A definição para a palavra preconceito apresentada no Novo Aurélio Século XXI é semelhante a que é apresentada nas duas primeiras edições do Novo Dicionário Aurélio da Língua Portuguesa (NDLP), com exceção de um elemento da definição: a etimologia da palavra.

Na definição das edições anteriores do dicionário Aurélio, era apresentada a origem etimológica da palavra da seguinte forma: [ do latim praeconceptu ]. Assim, na cena enunciativa do NDLP o locutor lexicógrafo reescreve por substituição a palavra preconceito pela etimologia latina [ do latim praeconceptu ]. Nessa cena enunciativa, como vimos, rememora-se o passado latino da língua portuguesa que remete às características atribuídas ao Latim, como sendo língua culta, clássica, erudita, utilizada por intelectuais e na linguagem científica. Desse modo, nesse acontecimento, a Língua Portuguesa é significada por sua origem latina. O memorável recortado neste acontecimento valoriza a Língua Portuguesa falada no Brasil por sua relação, estabelecida no acontecimento, com seu passado latino.

Já no Novo Aurélio Século XXI, temos uma cena enunciativa na qual nos é apresentada a morfologia da palavra como [ De pre- + conceito ]. Assim, é dada a formação da palavra pelo prefixo pré- mais o radical conceito, e não pela origem latina.

Nessa cena enunciativa, que tem como interlocutores tanto os “mais simples” como o “mais culto” e “mais exigente usuário”, como é indicado na Nota Editorial, não temos a

reescritura latina da palavra preconceito, temos apenas sua morfologia na língua portuguesa. A palavra preconceito é formada por derivação prefixal, com o prefixo latino pré- aglutinado ao radical conceito. Na aglutinação, o prefixo perde o acento (forma homógrafa). O passado latino é rememorado apenas no prefixo, o que diminui a relevância desse passado em relação à Língua Portuguesa.

Considerando-se a cena enunciativa, uma diminuição na relevância do passado latino pode estar atribuída aos interlocutores da cena que estão numa gradação: dos mais simples aos mais cultos e exigentes. Assim, a ausência da referência direta à Língua Latina pode ser interpretada como uma forma de tornar a definição mais compreensível ao interlocutor considerado “mais simples”, sendo que o leitor mais culto, o mais exigente, poderia retomar o passado latino da língua pelo prefixo de origem latina.

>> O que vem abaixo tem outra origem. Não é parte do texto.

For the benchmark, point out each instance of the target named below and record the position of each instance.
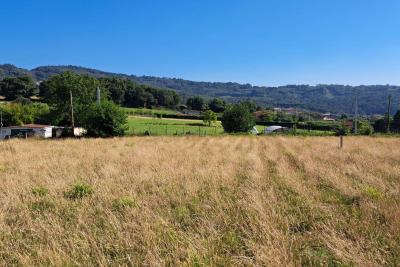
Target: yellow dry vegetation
(200, 201)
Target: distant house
(28, 130)
(275, 129)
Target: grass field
(150, 112)
(155, 126)
(194, 201)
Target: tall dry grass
(194, 201)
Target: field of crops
(156, 126)
(149, 112)
(200, 201)
(138, 125)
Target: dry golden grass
(278, 201)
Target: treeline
(130, 94)
(121, 91)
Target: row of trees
(198, 103)
(123, 92)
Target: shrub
(124, 202)
(372, 193)
(80, 190)
(40, 191)
(41, 205)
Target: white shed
(28, 130)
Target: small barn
(275, 129)
(28, 130)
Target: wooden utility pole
(72, 113)
(356, 115)
(388, 114)
(98, 95)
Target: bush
(80, 190)
(237, 118)
(104, 120)
(40, 191)
(123, 203)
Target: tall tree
(217, 105)
(195, 103)
(56, 92)
(237, 118)
(209, 117)
(395, 124)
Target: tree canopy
(237, 118)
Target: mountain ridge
(333, 98)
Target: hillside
(324, 98)
(191, 201)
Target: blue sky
(262, 42)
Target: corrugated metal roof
(29, 126)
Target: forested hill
(324, 98)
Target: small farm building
(28, 130)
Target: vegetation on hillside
(324, 98)
(229, 201)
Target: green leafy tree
(13, 87)
(395, 124)
(364, 128)
(209, 117)
(195, 103)
(104, 120)
(250, 105)
(217, 105)
(237, 118)
(56, 92)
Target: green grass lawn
(150, 112)
(155, 126)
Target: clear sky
(262, 42)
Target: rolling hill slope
(372, 99)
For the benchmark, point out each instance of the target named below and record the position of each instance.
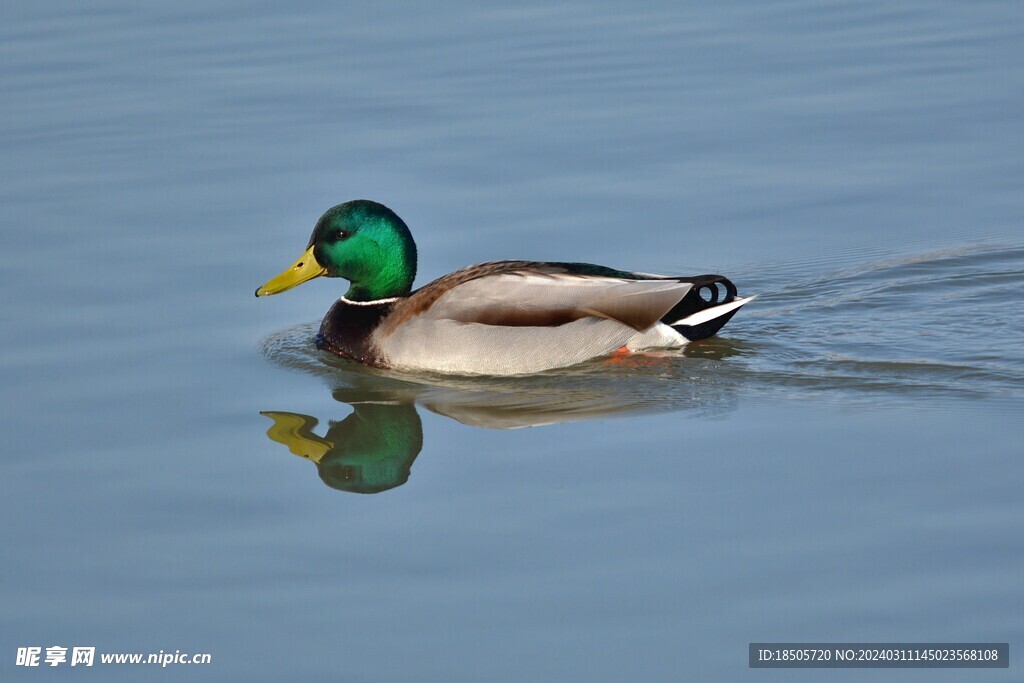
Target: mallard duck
(501, 317)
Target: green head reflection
(370, 451)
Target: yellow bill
(303, 269)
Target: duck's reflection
(372, 450)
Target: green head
(364, 242)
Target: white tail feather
(713, 312)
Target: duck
(499, 317)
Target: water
(842, 464)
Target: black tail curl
(708, 291)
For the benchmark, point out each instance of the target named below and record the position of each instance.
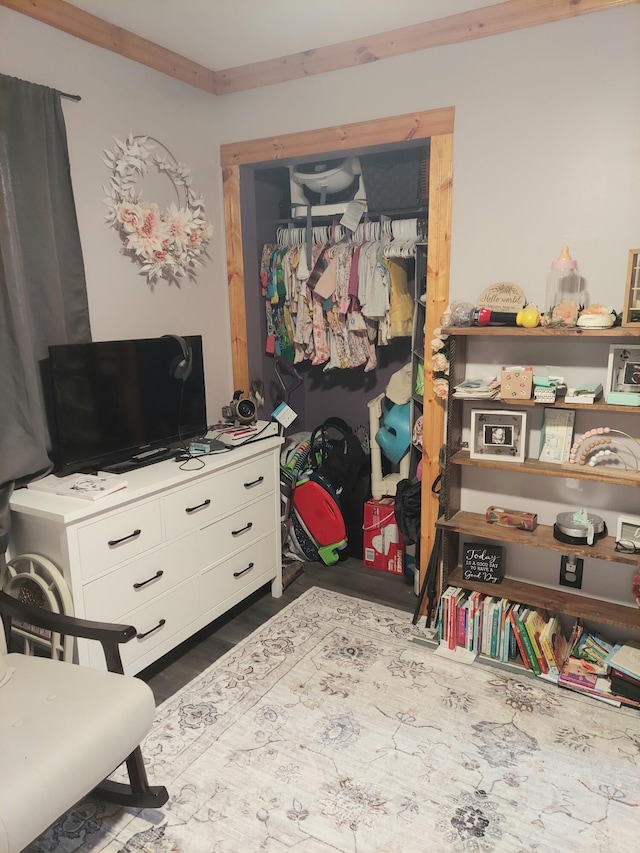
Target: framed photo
(556, 435)
(628, 529)
(623, 373)
(498, 434)
(631, 307)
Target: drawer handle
(244, 571)
(140, 584)
(113, 542)
(191, 509)
(146, 633)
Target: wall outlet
(571, 571)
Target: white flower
(167, 244)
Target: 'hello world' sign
(482, 562)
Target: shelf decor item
(597, 446)
(556, 435)
(498, 435)
(623, 376)
(631, 307)
(628, 534)
(169, 243)
(481, 562)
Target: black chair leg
(138, 793)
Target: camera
(240, 410)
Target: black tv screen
(113, 400)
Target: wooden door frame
(436, 125)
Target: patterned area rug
(331, 729)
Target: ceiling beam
(454, 29)
(70, 19)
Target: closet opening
(259, 200)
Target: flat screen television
(111, 401)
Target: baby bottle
(564, 293)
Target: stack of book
(497, 628)
(624, 671)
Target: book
(89, 487)
(554, 644)
(526, 641)
(626, 658)
(534, 624)
(513, 619)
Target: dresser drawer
(236, 531)
(119, 537)
(155, 624)
(135, 584)
(199, 504)
(231, 575)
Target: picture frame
(631, 306)
(556, 435)
(498, 434)
(623, 369)
(628, 527)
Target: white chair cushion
(58, 739)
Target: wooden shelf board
(555, 601)
(474, 524)
(543, 332)
(548, 469)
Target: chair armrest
(109, 635)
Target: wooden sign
(482, 562)
(503, 296)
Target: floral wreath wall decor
(169, 243)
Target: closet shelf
(327, 218)
(543, 332)
(554, 600)
(549, 469)
(474, 524)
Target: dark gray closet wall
(265, 198)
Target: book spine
(550, 658)
(519, 643)
(524, 636)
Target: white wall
(118, 97)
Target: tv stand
(141, 460)
(172, 551)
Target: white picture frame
(498, 434)
(556, 435)
(623, 369)
(628, 527)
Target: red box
(383, 543)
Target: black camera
(241, 410)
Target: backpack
(338, 455)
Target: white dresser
(169, 553)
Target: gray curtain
(43, 298)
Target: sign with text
(482, 562)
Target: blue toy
(394, 436)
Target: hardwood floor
(350, 577)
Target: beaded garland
(602, 447)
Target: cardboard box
(383, 544)
(516, 383)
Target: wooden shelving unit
(548, 469)
(458, 522)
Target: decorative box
(383, 543)
(516, 383)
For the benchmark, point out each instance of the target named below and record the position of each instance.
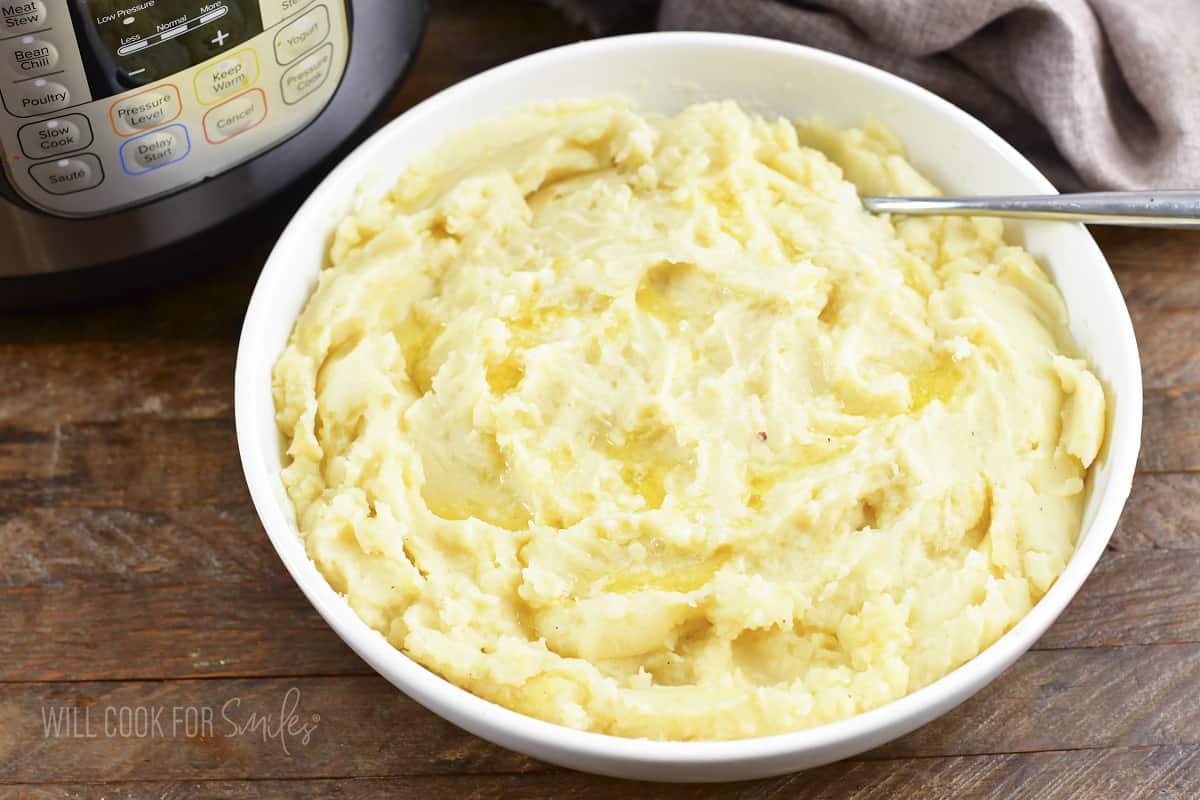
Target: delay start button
(19, 16)
(145, 109)
(234, 116)
(155, 150)
(54, 137)
(69, 175)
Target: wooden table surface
(139, 595)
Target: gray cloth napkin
(1101, 94)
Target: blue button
(155, 150)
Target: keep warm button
(234, 116)
(155, 150)
(229, 76)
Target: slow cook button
(145, 109)
(156, 149)
(30, 55)
(234, 116)
(233, 73)
(69, 175)
(40, 96)
(53, 137)
(303, 34)
(19, 16)
(306, 76)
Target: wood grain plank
(153, 463)
(1167, 342)
(1168, 773)
(1146, 597)
(1149, 251)
(184, 630)
(1170, 431)
(251, 624)
(49, 385)
(119, 547)
(1150, 288)
(1071, 699)
(1163, 512)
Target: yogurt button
(54, 137)
(19, 16)
(303, 34)
(69, 175)
(40, 96)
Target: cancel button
(235, 116)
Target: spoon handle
(1143, 209)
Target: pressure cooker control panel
(109, 103)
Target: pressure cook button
(229, 76)
(19, 16)
(55, 137)
(40, 96)
(307, 74)
(303, 34)
(234, 116)
(156, 149)
(145, 109)
(30, 55)
(69, 175)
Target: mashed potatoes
(642, 425)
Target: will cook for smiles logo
(233, 719)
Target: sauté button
(54, 137)
(30, 55)
(229, 76)
(69, 175)
(276, 10)
(234, 116)
(307, 74)
(145, 109)
(303, 34)
(40, 96)
(156, 149)
(22, 16)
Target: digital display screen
(136, 42)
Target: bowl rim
(520, 731)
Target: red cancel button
(235, 116)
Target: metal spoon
(1141, 209)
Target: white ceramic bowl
(666, 72)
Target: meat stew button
(69, 175)
(19, 16)
(53, 137)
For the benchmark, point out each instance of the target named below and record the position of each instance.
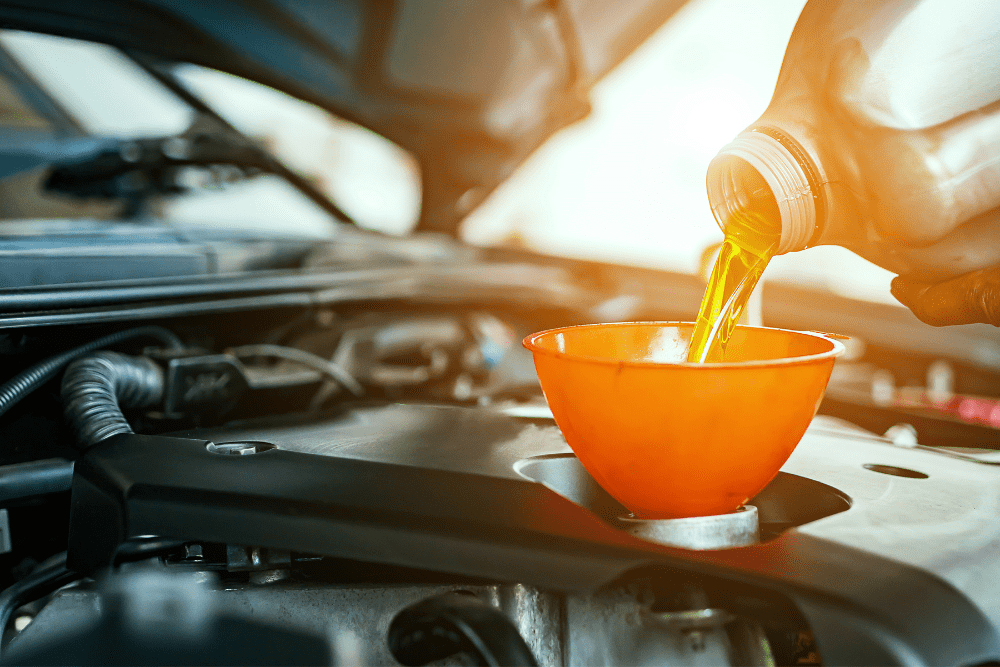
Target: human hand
(969, 298)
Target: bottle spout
(761, 174)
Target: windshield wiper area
(139, 168)
(133, 170)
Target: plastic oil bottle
(883, 136)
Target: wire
(308, 359)
(30, 379)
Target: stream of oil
(745, 253)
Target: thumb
(973, 297)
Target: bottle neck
(736, 186)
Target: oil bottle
(883, 136)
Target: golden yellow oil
(744, 254)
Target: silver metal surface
(946, 524)
(720, 531)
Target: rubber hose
(28, 380)
(438, 627)
(95, 388)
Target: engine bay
(364, 484)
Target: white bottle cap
(781, 171)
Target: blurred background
(625, 185)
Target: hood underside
(470, 87)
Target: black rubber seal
(812, 177)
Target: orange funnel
(672, 439)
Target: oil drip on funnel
(673, 439)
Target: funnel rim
(837, 348)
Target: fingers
(970, 298)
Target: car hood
(470, 87)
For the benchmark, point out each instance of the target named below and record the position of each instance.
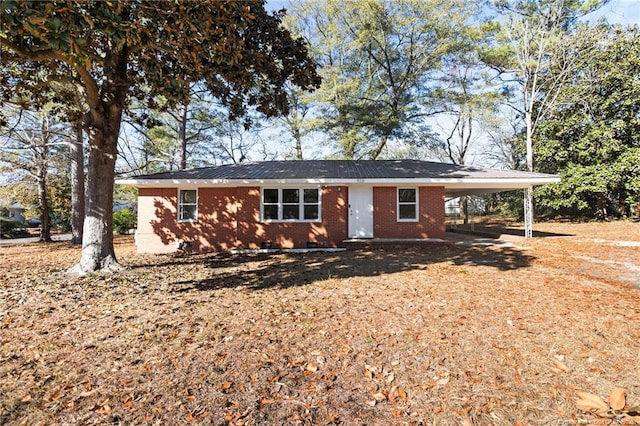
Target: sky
(625, 12)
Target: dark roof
(337, 169)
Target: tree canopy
(116, 51)
(593, 139)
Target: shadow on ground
(497, 230)
(264, 271)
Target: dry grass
(488, 335)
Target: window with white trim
(407, 204)
(290, 205)
(187, 205)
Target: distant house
(16, 212)
(291, 204)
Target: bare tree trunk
(42, 163)
(465, 209)
(528, 192)
(43, 200)
(97, 237)
(378, 149)
(298, 138)
(77, 184)
(182, 136)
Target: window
(407, 204)
(187, 205)
(291, 204)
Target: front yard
(442, 335)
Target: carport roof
(457, 180)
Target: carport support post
(528, 212)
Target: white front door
(360, 212)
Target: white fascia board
(511, 182)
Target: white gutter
(509, 182)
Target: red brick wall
(229, 218)
(430, 222)
(159, 230)
(329, 232)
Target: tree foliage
(593, 140)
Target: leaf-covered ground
(458, 334)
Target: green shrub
(123, 220)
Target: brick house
(299, 204)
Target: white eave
(453, 186)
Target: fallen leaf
(592, 403)
(617, 399)
(443, 381)
(379, 396)
(224, 386)
(402, 394)
(560, 365)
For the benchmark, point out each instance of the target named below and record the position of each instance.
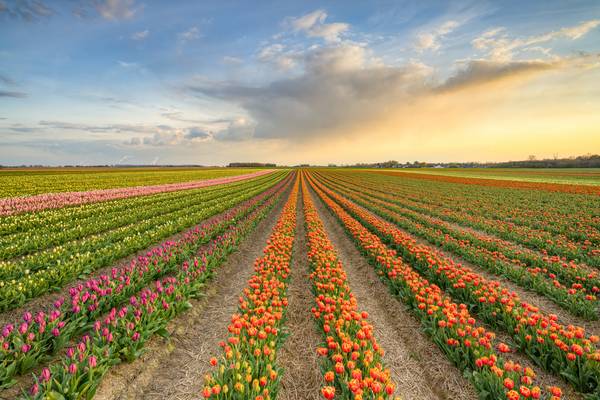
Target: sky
(92, 82)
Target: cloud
(313, 25)
(141, 35)
(94, 128)
(26, 10)
(277, 55)
(10, 93)
(431, 40)
(126, 64)
(6, 80)
(229, 60)
(191, 34)
(343, 87)
(479, 72)
(238, 130)
(117, 9)
(167, 136)
(499, 46)
(196, 133)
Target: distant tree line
(253, 164)
(585, 161)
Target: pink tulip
(17, 205)
(34, 389)
(45, 375)
(73, 369)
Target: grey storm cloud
(478, 72)
(27, 10)
(341, 86)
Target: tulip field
(312, 283)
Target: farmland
(299, 283)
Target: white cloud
(501, 47)
(167, 136)
(229, 60)
(277, 55)
(344, 86)
(126, 64)
(191, 34)
(140, 35)
(431, 40)
(117, 9)
(313, 25)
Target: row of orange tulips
(563, 349)
(570, 285)
(247, 368)
(354, 367)
(453, 329)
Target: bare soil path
(420, 370)
(174, 368)
(302, 378)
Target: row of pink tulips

Com a não utilização da origem latina, o sentido deixa de ser explicado pela relação com a palavra latina. A língua portuguesa passa a explicar a si própria.

A partir dessas considerações, entendemos que a designação de preconceito no Novo Aurélio Século XXI é a mesma do NDLP, havendo apenas uma diminuição da relevância do passado latino na língua portuguesa. Assim, o Domínio Semântico de Determinação (DSD) se mantém o mesmo da definição das duas edições anteriores do Aurélio:

DSD 3

Reflexão --- ponderação --- conhecimento

Conceito --- opinião --- julgamento --- idéia ┴

superstição---crendice---Prejuízo ┤ preconceito ├ preconceito racial ├ indignidade ┬

suspeita --- aversão --- intolerância --- ódio

Razão

O título “Novo Aurélio Século XXI: o dicionário da língua portuguesa” provocou uma expectativa de que a definição da palavra que analisamos seria diferente, traria outros

sentidos. Entretanto, como vimos, o sentido etimológico/morfológico permanece determinando as duas primeiras acepções, pela predicação formados antecipadamente, pela reescritura idéia pré-concebida. O sentido filiado ao memorável sociológico entra como uma extensão deste sentido.

Podemos concluir, então, que o Novo Aurélio Século XXI inova trazendo outros verbetes, e sendo reproduzido através de uma outra materialidade, a materialidade digital (via internet e Cd –Room), mas não no modo de definir a palavra preconceito.

Nas definições, como é o caso da definição do verbete preconceito, é mantida a mesma designação, apesar de, no século XX, ter havido muitas discussões sobre preconceito, sobre diversos tipos de preconceito.

No entanto, uma modificação importante é a diminuição da relevância do passado latino para explicar o sentido da palavra preconceito com a supressão da etimologia “do latim praeconceptu” que é substituído pela morfologia [de pre- + conceito]. A acepção deixa de ser determinada diretamente pela palavra em latim.